I showed my coworker my 5 character (all numbers) password which when I type it in translates to 14 characters - (letters - upper case and lowercase, numbers and symbols). Math is your friend.
 
oh ya and here is a password must gold farmers use(I used to be one)

1qaz2wsx Once you see where all the letters are on the keyboard you will notice why it is used so often.
 
KeyPass ftw. I've been using that nifty app for years and that way I have diferent passwords for EVERYTHING. Generating new passwords is a breeze.
 
[citation][nom]martinhersey[/nom]These passwords are all too easy...[/citation]

Starbuck's password for wifi in a lot of stores is:
Username: starbucks
password: starbucks

I is good at passwords! 😵
 
I always put simple, stupid passwords to accounts that i don`t realy care about if somebody will take my account, i use serious complex passwords only where i really care if my ID will be stolen.
 
[citation][nom]djackson_dba[/nom]That is actually not a fact. Please do not put all Americans in the same pot as this teen beauty pagent participant.[/citation]
Clearly he only put 1/5th of all Americans in the same pot... True or not.
 
[citation][nom]loomis86[/nom]Oh all you people are SOOO smart. did you ever think that maybe there are lots of passwords for things that people don't really need or want a password for? And for these things(especially if there are several people using the same account) people intentionally invent really dumb passwords?[/citation]

I agree. I use simplistic passwords for things that are unimportant and complex passwords for things like banking. I even use qwerty as a password for things that I share with other people. I don't know what rockyou.com really is as I just went there just now for only a second, but photosharing looks pretty unimportant to me.

The nature of the site needs to be considered when analyzing passwords.
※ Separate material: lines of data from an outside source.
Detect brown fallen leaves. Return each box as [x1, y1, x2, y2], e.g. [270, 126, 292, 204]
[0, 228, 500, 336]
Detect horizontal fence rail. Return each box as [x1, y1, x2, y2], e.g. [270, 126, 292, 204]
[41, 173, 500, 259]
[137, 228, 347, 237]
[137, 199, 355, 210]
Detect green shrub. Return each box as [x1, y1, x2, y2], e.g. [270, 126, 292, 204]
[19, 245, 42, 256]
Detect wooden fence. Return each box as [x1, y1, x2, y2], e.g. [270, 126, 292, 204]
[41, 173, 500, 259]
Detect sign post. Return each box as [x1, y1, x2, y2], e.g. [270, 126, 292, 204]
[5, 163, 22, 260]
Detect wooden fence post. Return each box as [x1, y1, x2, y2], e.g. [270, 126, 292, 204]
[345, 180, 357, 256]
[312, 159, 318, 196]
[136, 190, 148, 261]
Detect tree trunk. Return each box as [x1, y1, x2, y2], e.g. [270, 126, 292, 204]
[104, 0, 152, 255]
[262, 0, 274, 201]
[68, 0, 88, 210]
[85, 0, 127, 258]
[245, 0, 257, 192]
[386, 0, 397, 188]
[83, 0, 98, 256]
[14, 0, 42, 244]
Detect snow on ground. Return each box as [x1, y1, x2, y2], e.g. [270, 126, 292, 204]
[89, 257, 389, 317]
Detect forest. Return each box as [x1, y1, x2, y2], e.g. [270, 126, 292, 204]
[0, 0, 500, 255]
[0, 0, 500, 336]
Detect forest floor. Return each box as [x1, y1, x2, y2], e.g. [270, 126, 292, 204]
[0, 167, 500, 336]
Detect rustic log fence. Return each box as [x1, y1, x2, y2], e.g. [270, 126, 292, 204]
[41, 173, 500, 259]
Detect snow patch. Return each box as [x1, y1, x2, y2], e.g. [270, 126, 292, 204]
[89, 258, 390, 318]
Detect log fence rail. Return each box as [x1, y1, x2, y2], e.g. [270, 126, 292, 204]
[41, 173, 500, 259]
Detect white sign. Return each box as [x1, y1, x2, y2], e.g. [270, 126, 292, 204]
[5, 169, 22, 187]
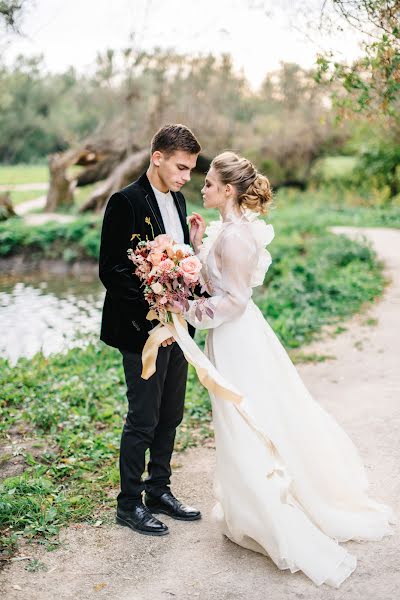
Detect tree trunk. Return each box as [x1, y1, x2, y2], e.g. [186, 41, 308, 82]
[44, 152, 76, 212]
If a banking site had passwords released by accident I bet you'd get much different results.
 
For unimportant sites I use a single, simple password. Someone stealing my Tom's Hardware account would be annoying, but I'm pretty sure I could move on with my life...

For important things like banking or an MMO that I've invested hours of time in, etc. I use separate, more complex passwords. Difficulty=importance.

Keeps things easy to remember since I only have 4 or 5 passwords to remember at any given time. It's all in my head, so no random papers floating around either.

I also do the same thing with password-recovery. Your super complex password of mental destruction means nothing if I myspace your cat's name.